I know these “imagine if” exercises are tedious but really, can you imagine accepting a job based on a certain salary, only to start work and be told that 60% of your salary will be held back each year until after you pass a satisfactory performance review? Those plans to save for a vacation, put a new roof on your house, or even handle an emergency that arises would have to be put on hold. But if you were only making 40% of your regular salary throughout the year, could you pay for health insurance? Childcare?

This is what San Francisco and Santa Clara counties are proposing in addition to new conditions requiring a supermajority vote to access the full funding provided through the measure and a path to governance changes that include appointing a separate CEO, independent counsel and auditor to oversee Caltrain.

On their face these may seem like reasonable requests but they have downstream impacts that need to be examined in the light of day before they can be adopted.

The San Mateo County members of the Joint Powers Board seem inclined to agree but only because they understand that without an infusion of new funding Caltrain will shutdown.

“We lost a month to these discussions,” said Joint Powers Board Director and Belmont City Council Vice Mayor Charles Stone told me. “That was a month we could have spent talking to voters about how the money would be used and why we need it. Instead, we’ve spent a month confusing voters.”

Caltrain has been nothing but disciplined about its message over the years. It needs a source of dedicated funding to allow it to grow to meet the needs of electrification, the only way to increase the number of trains on the rail. Now that crisis has been accelerated thanks to the pandemic.

Under the very best-case scenario, if the measure passes by a two-thirds majority, Caltrain would still need to seek a loan using the future revenue as collateral to continue to operate.

That loan would be predicated on the bank’s confidence the funding will be available to access — funding that could be tied up in litigation even under the most recent “clean” proposal making its way through the process.

Caltrain must be saved and San Mateo County, recognizing its intrinsic value, has always been willing to blink in these standoffs to keep it running.

Its riders, its employees and voters of these three counties deserve better than this last-minute political brinksmanship. Voters aren’t stupid. This is a naked political grab because Santa Clara County thinks power should be allocated based on the amount of money put into a system. But Santa Clara County isn’t being asked to give Caltrain this money, its voters are.

If the measure passes, it won’t be because the voters wanted to give Santa Clara County more power over Caltrain governance but because they want Caltrain to survive and thrive. Sure, Santa Clara County is huge and because there are more people, it will generate more of the sales tax revenue.

But regional systems are not meant to be governed on a county-by-county basis. The train could stop at Santa Clara County’s border, but it wouldn’t be very useful, would it? In Santa Clara County this is basically called “light rail,” and it hasn’t been a model of success. There’s a reason the state manages highways and freeways and not each of the local jurisdictions through which they operate.

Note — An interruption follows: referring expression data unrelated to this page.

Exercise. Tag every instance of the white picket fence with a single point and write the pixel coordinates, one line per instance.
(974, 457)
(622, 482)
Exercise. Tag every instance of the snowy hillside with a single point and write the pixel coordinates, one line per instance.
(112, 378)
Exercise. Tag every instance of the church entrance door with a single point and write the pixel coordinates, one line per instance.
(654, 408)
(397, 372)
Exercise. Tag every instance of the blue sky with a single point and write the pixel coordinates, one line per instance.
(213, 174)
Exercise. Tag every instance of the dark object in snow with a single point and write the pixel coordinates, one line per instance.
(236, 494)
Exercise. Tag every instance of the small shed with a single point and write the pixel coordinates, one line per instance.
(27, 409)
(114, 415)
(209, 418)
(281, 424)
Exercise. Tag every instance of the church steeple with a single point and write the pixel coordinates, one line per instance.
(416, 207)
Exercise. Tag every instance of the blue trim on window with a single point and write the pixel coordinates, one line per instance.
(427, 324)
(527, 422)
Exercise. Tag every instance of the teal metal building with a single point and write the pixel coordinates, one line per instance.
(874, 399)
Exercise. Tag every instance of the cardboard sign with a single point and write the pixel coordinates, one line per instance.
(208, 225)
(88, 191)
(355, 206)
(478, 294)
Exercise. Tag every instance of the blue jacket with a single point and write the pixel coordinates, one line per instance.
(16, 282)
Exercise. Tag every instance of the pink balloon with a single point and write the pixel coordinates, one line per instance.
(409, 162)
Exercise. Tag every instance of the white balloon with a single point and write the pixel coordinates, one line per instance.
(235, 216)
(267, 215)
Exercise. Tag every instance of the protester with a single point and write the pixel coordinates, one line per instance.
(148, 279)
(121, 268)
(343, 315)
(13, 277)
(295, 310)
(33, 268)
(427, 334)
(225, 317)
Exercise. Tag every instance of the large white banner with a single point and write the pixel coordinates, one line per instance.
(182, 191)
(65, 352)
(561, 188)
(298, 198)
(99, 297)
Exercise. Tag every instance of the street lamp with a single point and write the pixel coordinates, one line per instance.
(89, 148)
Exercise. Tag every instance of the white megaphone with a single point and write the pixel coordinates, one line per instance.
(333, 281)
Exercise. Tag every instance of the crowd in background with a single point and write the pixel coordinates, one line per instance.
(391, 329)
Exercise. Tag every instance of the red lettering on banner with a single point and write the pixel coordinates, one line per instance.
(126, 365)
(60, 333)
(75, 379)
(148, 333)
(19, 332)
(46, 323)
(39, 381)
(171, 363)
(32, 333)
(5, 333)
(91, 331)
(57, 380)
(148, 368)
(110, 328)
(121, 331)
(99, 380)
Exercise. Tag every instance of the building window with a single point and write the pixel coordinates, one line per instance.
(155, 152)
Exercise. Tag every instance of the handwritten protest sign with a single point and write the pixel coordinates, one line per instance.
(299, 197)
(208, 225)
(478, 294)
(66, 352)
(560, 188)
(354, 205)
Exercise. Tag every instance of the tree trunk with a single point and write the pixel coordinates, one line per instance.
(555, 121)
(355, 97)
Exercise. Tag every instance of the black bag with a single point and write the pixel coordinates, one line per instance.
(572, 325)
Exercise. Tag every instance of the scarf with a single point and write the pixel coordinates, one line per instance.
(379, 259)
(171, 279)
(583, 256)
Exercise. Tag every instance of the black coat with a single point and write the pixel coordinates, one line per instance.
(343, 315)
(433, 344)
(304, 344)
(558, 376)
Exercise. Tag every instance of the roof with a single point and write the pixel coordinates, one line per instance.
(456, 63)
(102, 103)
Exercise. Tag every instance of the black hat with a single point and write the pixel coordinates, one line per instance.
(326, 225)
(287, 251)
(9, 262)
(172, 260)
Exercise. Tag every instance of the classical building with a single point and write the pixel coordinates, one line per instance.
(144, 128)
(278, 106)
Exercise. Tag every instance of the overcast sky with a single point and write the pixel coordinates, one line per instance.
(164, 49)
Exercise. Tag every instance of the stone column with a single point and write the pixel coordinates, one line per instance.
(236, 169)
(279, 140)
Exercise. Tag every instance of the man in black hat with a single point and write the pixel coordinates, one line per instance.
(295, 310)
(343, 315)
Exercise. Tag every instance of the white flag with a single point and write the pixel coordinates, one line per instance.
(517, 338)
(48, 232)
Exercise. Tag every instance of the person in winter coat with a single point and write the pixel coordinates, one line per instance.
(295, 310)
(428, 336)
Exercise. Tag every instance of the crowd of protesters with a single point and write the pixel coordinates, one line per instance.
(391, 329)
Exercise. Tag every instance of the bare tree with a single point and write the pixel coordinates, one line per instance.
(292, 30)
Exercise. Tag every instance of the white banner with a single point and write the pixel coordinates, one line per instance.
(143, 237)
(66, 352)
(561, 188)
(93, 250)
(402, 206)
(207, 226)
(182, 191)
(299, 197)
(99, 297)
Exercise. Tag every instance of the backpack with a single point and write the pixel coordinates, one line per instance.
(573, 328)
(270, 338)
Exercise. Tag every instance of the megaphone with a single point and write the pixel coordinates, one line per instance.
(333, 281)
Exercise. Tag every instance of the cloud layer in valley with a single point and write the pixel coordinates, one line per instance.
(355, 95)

I’m glad Caltrain’s board continues to look for solutions. I expect they will go forward in a more thoughtful and transparent way. Maybe they weren’t prepared for the scrutiny their moves last month would bring. After all, every agency is desperate in the throes of a pandemic. Maybe they thought this would slide under the radar.

But thanks to doomscrolling, we’re all paying a little more attention than we were pre-pandemic. Let’s be sure we aren’t placing conditions on the measure at the ballot box or on the board’s ultimate budget approval process such that we are pushing Caltrain further into that doom loop.

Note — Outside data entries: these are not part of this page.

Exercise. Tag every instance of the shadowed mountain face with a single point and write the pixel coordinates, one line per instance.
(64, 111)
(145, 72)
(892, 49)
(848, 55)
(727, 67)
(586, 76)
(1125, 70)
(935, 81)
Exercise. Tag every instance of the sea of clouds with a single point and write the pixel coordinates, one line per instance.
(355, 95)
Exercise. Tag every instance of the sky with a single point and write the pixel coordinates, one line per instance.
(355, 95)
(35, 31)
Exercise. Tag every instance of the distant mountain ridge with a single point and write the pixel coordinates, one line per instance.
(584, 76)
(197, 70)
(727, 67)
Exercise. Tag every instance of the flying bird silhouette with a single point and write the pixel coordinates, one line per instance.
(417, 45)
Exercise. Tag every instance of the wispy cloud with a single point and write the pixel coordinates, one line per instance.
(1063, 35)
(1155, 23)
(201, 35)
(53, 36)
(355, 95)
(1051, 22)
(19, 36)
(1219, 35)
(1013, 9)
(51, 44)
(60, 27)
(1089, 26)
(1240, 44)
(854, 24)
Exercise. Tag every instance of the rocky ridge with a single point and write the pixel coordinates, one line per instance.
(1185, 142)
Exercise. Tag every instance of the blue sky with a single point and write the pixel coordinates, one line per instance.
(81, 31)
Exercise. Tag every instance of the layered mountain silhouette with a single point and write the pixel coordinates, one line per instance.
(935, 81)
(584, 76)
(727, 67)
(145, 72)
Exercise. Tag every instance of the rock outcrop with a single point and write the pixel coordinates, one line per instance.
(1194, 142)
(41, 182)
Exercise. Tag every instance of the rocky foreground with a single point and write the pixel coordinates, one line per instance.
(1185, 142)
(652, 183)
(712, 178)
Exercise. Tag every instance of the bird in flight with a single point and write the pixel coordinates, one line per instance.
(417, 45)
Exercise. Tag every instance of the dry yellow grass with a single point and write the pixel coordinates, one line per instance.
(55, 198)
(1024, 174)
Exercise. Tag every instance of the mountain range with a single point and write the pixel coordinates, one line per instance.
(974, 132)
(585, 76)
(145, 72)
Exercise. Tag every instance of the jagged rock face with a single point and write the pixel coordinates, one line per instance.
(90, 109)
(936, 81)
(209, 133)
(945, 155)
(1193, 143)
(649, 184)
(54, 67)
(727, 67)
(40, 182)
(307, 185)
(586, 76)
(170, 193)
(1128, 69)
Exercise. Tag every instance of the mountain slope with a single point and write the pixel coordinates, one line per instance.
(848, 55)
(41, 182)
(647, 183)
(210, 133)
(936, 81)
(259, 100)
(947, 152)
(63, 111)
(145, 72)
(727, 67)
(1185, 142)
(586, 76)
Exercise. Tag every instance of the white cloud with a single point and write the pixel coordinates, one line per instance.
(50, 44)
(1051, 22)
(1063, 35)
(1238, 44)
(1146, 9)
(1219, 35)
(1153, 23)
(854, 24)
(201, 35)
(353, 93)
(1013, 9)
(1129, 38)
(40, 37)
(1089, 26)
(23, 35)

Let’s not “Save Caltrain” by keeping it on life support.

Jayme Ackemann is the former director of marketing and communications for Caltrain, SamTrans and the San Mateo County Transportation Authority. She spent most of her 20-year career working on the Bay Area’s transportation challenges. including roles at the San Mateo County Transit District, VTA, Santa Cruz Metropolitan Transit District and San Jose Water.